P2808R0: Internal linkage in the global module

Audience: EWG, CWG
S. Davis Herring <herring@lanl.gov> (Los Alamos National Laboratory)
Michael Spencer <michael_spencer@apple.com> (Apple)
February 11, 2023

Problem

Internal linkage entities, such as functions marked static inline, have limitations on how they can be used in the purview of a module. It is ill-formed for them to be an “exposure”, mostly meaning cases that would need them to be referenced by TUs that import a module. This is a problem due to how common these are in C headers.

P2003 describes the scope of the problem as:

Internal linkage entities are pretty common in headers for two main reasons:

A search on github finds thousands of uses of static inline in C headers including projects such as Wayland, OpenSSL, Clang builtins, mono. This is also used pervasively on Apple platforms in the form of NS_INLINE which is defined as static inline. Additionally, almost all inline functions in libc++ on Apple platforms are static inline for ABI isolation reasons, even member functions (via an extension). Even if both of these cases could be changed, just fixing these isn’t enough. There are still at least 10s of thousands of instances of static inline in the wild, and it would be unfortunate if they were not usable as header units or in the global module fragment.

libc++ has since moved to another mechanism for achieving this goal, but using internal linkage is still a common practice.

P2691 further motivates this issue with:

Subsequent experience has shown the extent of the problem is wider than anticipated in Prague.
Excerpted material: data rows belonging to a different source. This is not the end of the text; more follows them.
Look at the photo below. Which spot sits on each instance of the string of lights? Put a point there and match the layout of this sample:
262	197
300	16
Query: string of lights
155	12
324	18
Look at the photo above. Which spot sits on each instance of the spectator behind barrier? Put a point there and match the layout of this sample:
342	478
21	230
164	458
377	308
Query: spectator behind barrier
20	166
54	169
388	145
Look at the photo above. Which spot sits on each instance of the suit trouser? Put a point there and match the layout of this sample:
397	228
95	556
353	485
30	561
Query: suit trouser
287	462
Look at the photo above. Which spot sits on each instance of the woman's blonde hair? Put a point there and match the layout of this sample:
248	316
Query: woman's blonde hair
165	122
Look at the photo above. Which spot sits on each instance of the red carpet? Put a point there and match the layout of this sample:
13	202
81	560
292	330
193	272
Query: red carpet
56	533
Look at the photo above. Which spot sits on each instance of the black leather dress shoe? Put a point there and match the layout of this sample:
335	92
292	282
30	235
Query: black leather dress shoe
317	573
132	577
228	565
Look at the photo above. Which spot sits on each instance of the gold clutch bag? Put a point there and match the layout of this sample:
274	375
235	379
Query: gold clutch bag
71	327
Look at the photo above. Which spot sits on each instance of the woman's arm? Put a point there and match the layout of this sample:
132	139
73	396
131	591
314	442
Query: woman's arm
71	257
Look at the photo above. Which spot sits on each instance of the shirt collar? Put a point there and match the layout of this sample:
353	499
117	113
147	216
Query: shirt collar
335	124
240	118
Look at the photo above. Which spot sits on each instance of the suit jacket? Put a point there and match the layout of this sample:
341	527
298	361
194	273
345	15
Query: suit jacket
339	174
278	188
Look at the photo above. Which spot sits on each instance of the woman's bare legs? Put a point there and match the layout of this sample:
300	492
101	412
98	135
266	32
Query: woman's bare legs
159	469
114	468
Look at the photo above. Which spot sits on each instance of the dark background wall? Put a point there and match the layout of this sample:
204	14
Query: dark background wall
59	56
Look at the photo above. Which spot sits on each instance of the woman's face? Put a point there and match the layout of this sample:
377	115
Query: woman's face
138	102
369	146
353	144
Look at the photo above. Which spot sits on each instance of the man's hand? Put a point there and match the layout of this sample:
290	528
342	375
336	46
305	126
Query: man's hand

We can report that user feedback from field experience with modules has shown that this has become a significant modules adoption blocker, as P2003 anticipated.

Solution Requirements

Any solution to this problem must:

  1. Make the problematic entities referenceable from other TUs
  2. Not break existing code
  3. Avoid increasing UB
  4. Be implementable

Solution

This paper proposes that:

  1. Every TU that imports an importable header gets its own header-unit for that header.
  2. The following transformations are done on the global module fragment of, and each header-unit for, a given translation unit
    1. All entities with internal linkage are given module linkage associated with the importing TU, except that they are distinct from any entity to which this transformation has not been applied (i.e., they are mangled with an unutterable tag)
    2. All functions and variables with internal linkage are made inline

Giving module linkage to a header-unit imported by a non-module TU means that a unique anonymous module is created for that TU to import from. Only those two TUs are aware of it.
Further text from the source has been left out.